I urge adult children and others in charge of another’s affairs. Please contact the faith community of the dying person – for the sake of the patient, the faith community and yourself.
OBSERVATION: Two personal stories from my years as a pastor:
I was driving around the pastor, “John”, who had been appointed to follow me. As we passed several of the nursing homes in which the church had members living “John” turned to me, and in all seriousness, stated: “They don’t expect me to be their personal chaplain do they?” When I inquired about the meaning of his statement he went on to share that he does not visit – period … not in the hospital, not in nursing homes and definitely not in the homes. This, I understand, he also shared with the congregation on his first Sunday. He missed out on sharing a special journey with a number of great people as they struggled with serious illnesses, faced life threatening surgeries and failed miserably as he wasn’t in a position to respond to the personal needs of his people. In my opinion he wasn’t their shepherd. For “John” being a pastor was just just a job to him.
The second story deals with an associate, “Mary”, I had at one church. She came late to the ministry and was older than me. She took great pride in the pastoral care she would show to the members. When I shared with her my approach to visiting with individuals facing surgery, sitting with families during surgery and general visitation for those in nursing home or at home shut-ins she listened respectfully and then added: “Sitting with a family during surgery is just a huge waste of time and I won’t do it.” After explaining to her that as the senior pastor it was my responsibility to “set” the style of pastoral care she agreed to follow my instructions, but continued to fight the process.
“Mary” eventually received her own congregation. There was a young teenage girl in that congregation going in for the simple procedure of having her tonsils removed. “Mary” felt that it was such a simple surgery that she would just phone the family before the operation and then follow back up after the surgery with another phone call to make sure everything went well. It was at this point “Mary” discovered the wisdom of my approach. During the operation complications developed and the young teenager didn’t make it through the surgery. “Mary” later confided in me that she should have been at the hospital with the family. She had failed to be their shepherd at the point of their greatest need.

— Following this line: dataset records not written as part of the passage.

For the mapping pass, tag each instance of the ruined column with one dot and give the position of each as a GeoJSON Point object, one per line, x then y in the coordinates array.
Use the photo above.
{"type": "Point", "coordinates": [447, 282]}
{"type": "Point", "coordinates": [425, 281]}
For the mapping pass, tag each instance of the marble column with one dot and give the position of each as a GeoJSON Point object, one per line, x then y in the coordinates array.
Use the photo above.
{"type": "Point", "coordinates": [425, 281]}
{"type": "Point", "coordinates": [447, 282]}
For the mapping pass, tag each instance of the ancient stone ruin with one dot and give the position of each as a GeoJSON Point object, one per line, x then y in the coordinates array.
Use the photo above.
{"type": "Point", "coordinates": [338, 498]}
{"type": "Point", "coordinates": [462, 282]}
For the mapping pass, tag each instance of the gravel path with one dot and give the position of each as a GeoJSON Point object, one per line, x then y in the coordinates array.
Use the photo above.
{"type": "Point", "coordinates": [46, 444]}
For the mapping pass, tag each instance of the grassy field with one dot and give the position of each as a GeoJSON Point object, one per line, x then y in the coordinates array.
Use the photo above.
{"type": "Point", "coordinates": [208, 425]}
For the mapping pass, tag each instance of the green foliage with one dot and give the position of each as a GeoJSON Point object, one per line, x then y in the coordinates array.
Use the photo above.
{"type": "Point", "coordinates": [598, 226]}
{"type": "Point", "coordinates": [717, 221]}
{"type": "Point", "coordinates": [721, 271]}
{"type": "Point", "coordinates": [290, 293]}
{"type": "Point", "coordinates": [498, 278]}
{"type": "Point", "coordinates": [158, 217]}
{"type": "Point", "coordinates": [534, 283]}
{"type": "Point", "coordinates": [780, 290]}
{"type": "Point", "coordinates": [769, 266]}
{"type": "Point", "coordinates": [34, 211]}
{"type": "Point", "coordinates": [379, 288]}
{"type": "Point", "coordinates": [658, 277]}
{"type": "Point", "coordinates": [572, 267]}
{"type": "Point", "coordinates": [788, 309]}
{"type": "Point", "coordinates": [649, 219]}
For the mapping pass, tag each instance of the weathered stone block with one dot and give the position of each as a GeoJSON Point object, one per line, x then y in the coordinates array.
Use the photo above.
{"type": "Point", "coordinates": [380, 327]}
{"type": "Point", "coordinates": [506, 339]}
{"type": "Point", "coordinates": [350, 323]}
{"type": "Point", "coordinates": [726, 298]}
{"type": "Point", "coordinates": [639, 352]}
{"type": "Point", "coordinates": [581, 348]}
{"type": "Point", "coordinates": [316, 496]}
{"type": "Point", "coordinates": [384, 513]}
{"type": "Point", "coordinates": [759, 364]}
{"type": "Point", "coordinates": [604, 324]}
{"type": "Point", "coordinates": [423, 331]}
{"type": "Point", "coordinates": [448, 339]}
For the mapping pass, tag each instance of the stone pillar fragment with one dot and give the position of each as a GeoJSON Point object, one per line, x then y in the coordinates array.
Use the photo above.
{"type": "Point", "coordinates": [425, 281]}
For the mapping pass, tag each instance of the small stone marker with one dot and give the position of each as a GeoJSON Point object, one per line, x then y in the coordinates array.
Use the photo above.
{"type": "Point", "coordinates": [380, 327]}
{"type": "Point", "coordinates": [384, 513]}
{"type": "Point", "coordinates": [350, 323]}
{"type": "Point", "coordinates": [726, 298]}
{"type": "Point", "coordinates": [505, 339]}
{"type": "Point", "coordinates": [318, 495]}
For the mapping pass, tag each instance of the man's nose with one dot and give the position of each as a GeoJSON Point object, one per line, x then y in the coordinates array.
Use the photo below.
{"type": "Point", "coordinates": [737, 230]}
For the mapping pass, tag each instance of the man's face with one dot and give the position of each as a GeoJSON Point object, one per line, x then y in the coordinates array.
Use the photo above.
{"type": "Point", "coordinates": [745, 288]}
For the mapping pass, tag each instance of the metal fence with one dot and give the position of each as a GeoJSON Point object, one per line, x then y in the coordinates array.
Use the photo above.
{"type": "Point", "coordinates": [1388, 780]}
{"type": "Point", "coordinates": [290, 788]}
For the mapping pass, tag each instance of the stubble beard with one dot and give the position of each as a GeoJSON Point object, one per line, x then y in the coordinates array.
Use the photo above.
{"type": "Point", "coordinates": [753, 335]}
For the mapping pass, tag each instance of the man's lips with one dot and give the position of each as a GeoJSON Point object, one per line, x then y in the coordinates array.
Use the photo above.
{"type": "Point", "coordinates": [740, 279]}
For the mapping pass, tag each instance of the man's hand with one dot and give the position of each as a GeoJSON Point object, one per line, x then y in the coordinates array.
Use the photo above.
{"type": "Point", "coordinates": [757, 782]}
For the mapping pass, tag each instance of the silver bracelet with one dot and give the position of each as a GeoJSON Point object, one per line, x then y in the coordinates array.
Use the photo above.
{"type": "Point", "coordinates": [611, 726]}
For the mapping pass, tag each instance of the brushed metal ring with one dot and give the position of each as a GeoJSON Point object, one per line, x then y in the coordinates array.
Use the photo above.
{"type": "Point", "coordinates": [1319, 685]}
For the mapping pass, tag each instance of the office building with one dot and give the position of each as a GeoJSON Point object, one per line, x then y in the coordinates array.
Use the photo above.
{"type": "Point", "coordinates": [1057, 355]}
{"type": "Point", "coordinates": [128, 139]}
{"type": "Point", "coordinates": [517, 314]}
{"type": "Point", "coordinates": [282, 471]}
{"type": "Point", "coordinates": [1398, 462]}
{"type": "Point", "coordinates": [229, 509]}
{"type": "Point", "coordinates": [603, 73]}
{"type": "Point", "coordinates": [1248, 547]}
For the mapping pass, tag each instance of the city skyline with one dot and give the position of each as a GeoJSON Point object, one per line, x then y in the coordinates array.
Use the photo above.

The world and the church are crying for shepherds, individuals who will take the time to provide pastoral care for those entrusted into their care. I fully understand that not everyone individual is good at everything that a man or a woman is asked to do in the role as pastor, but that doesn’t excuse them from at least trying.
Not wanting to “bother” the pastor or feeling that the pastor has too much on his/her plate already or thinking that the individual is not important enough to take the pastor way from others or what the individual is facing is just a “minor” procedure … are heard often in the church. How sad that the time has come when the pastor is too busy to care for the members.
I started my ministry in rural Georgia where it was expected that when you, as a minister, visited in the hospital you were expected to visit and pray with every individual on the floor or in the wing of the hospital. They were small hospitals and didn’t have paid or volunteer chaplains. It was just expected. Once that “training” became a part of the mindset it just became a part of the general ministry provided to ones congregation. A lesson learned is a lesson practiced.
Lord, help our shepherds. Help them care for the people entrusted into their care. Give to each a pastoral heart for others.